The proposed law authorizes the DPUC to appoint an advisory council charged with the task of analyzing environmental costs and benefits of various categories of energy sources. The council will establish disclosure requirements for competitive energy suppliers thereby allowing customers to compare the air pollutant emissions and the resource mix of competitive energy suppliers. In addition, the proposal requires that the Connecticut Commissioner of Environmental Protection establish performance standards for generating facilities located in North America. The Commissioner may also create a process for the trading of emissions credits.
The proposed law requires licensing of competitive suppliers and states that to obtain such a license, the potential competitive supplier must demonstrate that no less than three percent (3%) of its total energy output will be provided from "Class 1 Renewable Energy Sources". These sources are defined as renewable energy from facilities that were in operation as of July 1, 1998. An additional three percent (3%) of the energy mix must be generated from either Class 1 or Class 2 "Renewable Energy Sources," provided that such energy from Class 1 sources cannot include energy from hydro-electric facilities.

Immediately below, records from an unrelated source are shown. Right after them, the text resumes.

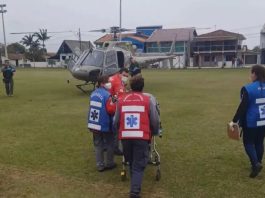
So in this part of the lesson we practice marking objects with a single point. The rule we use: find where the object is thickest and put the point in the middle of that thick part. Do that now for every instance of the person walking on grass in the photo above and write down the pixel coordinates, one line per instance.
(136, 118)
(8, 73)
(250, 115)
(100, 115)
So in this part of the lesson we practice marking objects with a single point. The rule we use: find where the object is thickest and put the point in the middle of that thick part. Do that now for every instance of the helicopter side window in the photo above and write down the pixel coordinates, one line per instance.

Class 2 sources are defined as renewable energy from facilities that will commence operation on or after July 1, 1998. Under the proposed legislation, the two-tiered renewable energy requirement increases over time such that by July 1, 2009 not less than eight and one-half percent (8 1/2%) of the energy mix must be generated by Class 1 sources and an additional four and one-half (4 1/2%) must be generated from either Class 1 or Class 2 sources provided that the additional Class 1 energy cannot be generated from hydro-electric facilities.
The proposed legislation provides that, from January 1, 1999 to January 1, 2003, the distribution company will provide standard offer service to customers that do not affirmatively select a competitive energy supplier. The standard offer must provide customers with at least a ten percent (10%) decrease in base rates. In providing this service, the distribution companies are not required to select the energy suppliers through a competitive process, but may obtain the energy through one of their affiliated companies.
The restructuring legislation has been assigned to the Finance Committee for consideration.